İktidarın kaşıkla verip kepçeyle aldığını savunan VELİDER Başkanı Kalafat, “Asgari ücrete, memura, işçiye, emekliye ve emekçilere farklı oranlarda maaş zamları yaptılar. Yaptıkları zamlar ve vergi dilimi artırımlarıyla geri almaya başladılar. Kaşıkla verip kepçeyle almaya başladılar. Çocuklarını özel okullara gönderen orta kesim artık öğrencilerini bu kurumlarda okutamayacak geriye alacaktır. Eğitime yapılan giderlerin tamamı vergiden düşülebiliyordu. Şimdi onu da kaldırdılar. Bu Türkiye’deki eğitim sistemini önemsizleştirmektir. Çocuklarımızı gelecek olarak görmekten çıkartıp bir tür özelleştirmenin aracıdır” şeklinde konuştu.

“SORUNLARIMIZ TIRMANIR”

İnşaat sektörünün vergi indirimi ile önünün açılabileceğine dikkat çeken İzmir İnşaat Malzemesi Satıcıları Oda Başkanı Cumhur Taşdelen ise, “İzmir ve Türkiye’nin sağlam yapı stokuna ihtiyacı var. Yapı stokunun az olması konut fiyatlarının da kiralarının da yüksek olmasına neden oluyor. Devlet ‘Ev sahiplerine yüzde 25’den fazla zam yapmayacaksın’ diyor. Her yerde ev sahipleriyle kiracılar problemli durumda. ‘Uzlaştırmaya gidilecek’ deniyor avukatlar zengin ediliyor. Bizler geçicide olsa KDV oranının yüzde 10’a düşürülmesini talep ediyoruz. Bu KDV artışı sektörü olumsuz etkiler. Şu anda başlayan veya başlamayı planlayan inşaat projesi yok. Bizim sattığımız malzemeler tadilatlarda kullanılıyor. Şu anda üzerimizde ölü toprağı varmış gibi. Şu anda herkes birbirini bekliyor. Dün önemli inşaat malzeme üreticisi bir firmanın pazarlamacısı yanımdaydı. Daha önceki ziyaretlerinde telefonu susmak bilmezdi. Telefonu hiç çalmadı. Geyik muhabbeti yaptık” dedi.

“ESNAF AYAKTA KALAMAZ”

Esnafı temsil eden kuruluşların sesini yükseltmesi gerektiğine vurgu yapan İzmir Lokantacılar Odası Başkanı Doğan Kılıç da, “Küçük esnafın veya odaların sesini duyan yok. İzmir Esnaf ve Sanatkarları Odaları Birliği, Türkiye Lokantacılar ve Pastacılar Federasyonu, Türkiye Esnaf ve Sanatkârları Konfederasyonu vergi artışlarına karşı hükümeti uyarmalıdır.

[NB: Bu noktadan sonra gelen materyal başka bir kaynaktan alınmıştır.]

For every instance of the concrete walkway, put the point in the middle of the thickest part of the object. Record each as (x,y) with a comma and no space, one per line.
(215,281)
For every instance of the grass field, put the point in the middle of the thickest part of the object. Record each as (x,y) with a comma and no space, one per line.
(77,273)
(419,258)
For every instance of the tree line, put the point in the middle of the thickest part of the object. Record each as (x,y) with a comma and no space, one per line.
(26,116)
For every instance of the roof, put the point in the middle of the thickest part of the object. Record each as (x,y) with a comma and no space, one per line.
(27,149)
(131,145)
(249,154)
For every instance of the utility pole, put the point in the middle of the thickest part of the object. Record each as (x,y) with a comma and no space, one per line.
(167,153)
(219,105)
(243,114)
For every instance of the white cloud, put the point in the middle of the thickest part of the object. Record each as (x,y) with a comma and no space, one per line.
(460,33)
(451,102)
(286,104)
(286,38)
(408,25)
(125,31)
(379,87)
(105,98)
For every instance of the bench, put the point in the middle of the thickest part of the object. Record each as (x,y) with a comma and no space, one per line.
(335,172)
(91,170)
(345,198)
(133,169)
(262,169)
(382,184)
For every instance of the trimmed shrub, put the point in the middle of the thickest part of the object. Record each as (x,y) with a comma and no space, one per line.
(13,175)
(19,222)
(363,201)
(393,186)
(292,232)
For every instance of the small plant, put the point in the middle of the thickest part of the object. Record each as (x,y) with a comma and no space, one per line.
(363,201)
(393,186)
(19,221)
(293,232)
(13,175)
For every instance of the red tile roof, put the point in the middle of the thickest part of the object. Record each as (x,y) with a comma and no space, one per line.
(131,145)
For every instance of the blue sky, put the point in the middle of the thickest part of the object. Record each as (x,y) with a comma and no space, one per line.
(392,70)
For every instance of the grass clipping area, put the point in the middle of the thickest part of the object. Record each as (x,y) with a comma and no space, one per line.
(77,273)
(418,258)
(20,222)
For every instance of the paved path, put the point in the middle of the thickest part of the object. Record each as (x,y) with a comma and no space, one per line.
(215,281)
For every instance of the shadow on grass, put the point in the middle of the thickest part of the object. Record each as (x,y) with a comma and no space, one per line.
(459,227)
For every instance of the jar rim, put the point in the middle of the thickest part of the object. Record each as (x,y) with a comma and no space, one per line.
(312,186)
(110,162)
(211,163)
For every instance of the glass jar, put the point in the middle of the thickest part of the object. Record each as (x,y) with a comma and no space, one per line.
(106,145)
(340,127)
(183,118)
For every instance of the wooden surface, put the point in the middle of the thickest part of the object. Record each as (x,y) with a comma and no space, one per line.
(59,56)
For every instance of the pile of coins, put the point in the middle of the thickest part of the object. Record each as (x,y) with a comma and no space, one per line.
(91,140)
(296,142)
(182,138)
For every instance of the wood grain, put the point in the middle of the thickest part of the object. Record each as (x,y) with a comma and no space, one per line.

Sesini yükseltmelidir. O makamlar, esnafın sorunlarına çare arama, esnafı temsil etme noktasıdır. Biz ‘Küçük esnafın ayakta durabilmesi için vergilerin düşürülmesi gerektiğini’ söylüyoruz. İktidar KDV’yi, vergiyi, esnafın üzerindeki yükleri artırıyor. Yüzde 1 ile aldığımız ürünlerin yüzde 8 KDV ile satılmasının yanlış olduğunu söylüyorduk 1’e düşürülmesini beklerken yüzde 10’a çıkartıldı. Her gün her şeye zam geliyor. Lokantacı fiyat ayarlaması yaptığında ‘Bu çorba bu yemek bu fiyata olur mu?’ deniyor. Esnafın bu şartlar altında ayakta kalma şansı kalmıyor” ifadelerini kullandı.